Sunday, February 9, 2014

Go directly to Xavier Doherty. Do not pass "Go".

Xavier Doherty, meet the ECB. ECB, Xavier Doherty.

Although it has recently emerged that personal factors unsurprisingly played a large role in the termination of Kevin Pietersen’s England career, the decision was spun initially as the beginning of a lineup rejuvenation and the implementation of a succession plan to counteract a possible bottoming out occurring upon the retirement of the team’s best players.

We shall say nothing on the fact that those best players still patently include Kevin Pietersen.

However, the idea of gradual squad refreshment is not a new one. One only has to look at the recent Ashes victors to see their forlorn attempts at prolonging their glory era. While it didn’t include forcible retirements (though Damien Martyn may feel otherwise) it was planned meticulously: the new generation - Phil Hughes, Callum Ferguson, Moises Henriques, Ben Hilfenhaus and Dan Cullen – could be ushered in by more established “bridging” players like Clarke, Watson, Siddle and Mike Hussey.

But it didn’t work – none of it. Including the Argus Report. In fact, of that next crop of Australian world-beaters only Phil Hughes has achieved anything of substance at Test level. That was during his first two Tests, now five years and three “technique spells” ago and has resulted in him becoming the most overanalyzed Australian cricketer since Matthew Elliott. The consistency and trust beget by success disintegrated as players failed to perform or started looking not at the ball but over their shoulder.
With the sacking of Pietersen, still the Englishman with the most Test credibility, formerly-well-performed English stalwarts may likewise begin to question their job security.

(Creative commons)
The reason the antipodean succession plan failed was simple. The lone duty of a selector should be to choose the set of players best equipped to represent their country at any particular time. For Australia from 2007-08 through 2013, that was never Beau Casson, nor was it ever Xavier Doherty, Glenn Maxwell, Michael Beer, Ashton Agar, John Hastings or (damn it) Cameron White.
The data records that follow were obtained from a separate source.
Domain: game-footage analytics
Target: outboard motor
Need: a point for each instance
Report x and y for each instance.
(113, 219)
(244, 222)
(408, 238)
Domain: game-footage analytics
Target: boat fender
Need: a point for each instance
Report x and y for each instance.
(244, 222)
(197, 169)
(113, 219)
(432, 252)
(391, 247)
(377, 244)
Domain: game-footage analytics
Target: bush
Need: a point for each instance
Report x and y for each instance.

The Australian selectors – guided by a board expecting adventure, excitement and really wild things dynamism, marketability and breathing space – simply awarded Test caps without a blueprint detailing how piece X was to insert into piece Y.

The selection committee, along with former coach Mickey Arthur obeyed every male stereotype and refused to look at the accompanying photocopied instruction manual, resulting in ill-advised adventures with poorly-equipped players and constant hoping for a saviour – rather than expecting player growth and, subsequently, improved performance.

Paul Downton and the ECB have a plan, broadly speaking – to rebuild a “unified” squad behind Alastair Cook. How they’re going to enact that plan without evident quality or even perhaps – with Eoin Morgan the favourite to succeed Pietersen – players able to play a role this utopia (c.f. Rogers, Chris and Lyon, Nathan).

Revolutions start in one of two ways. The first utilizes adrenaline-fuelled changes that address a change that is (sometimes) needed. The reverse is the enaction of a well-formulated plan that also includes details as to new administration methods. Neither is necessarily wrong, but as our American brethren might attest, the second method produces superior results. Given the speed with which Kevin Pietersen was summarily pink-slipped, serious doubts linger as to the nature of the ECB’s decision making process.

English fans should hope Downton is as cogent a decision-maker as his reputation trumpets. Otherwise, this way Xavier Doherty lies.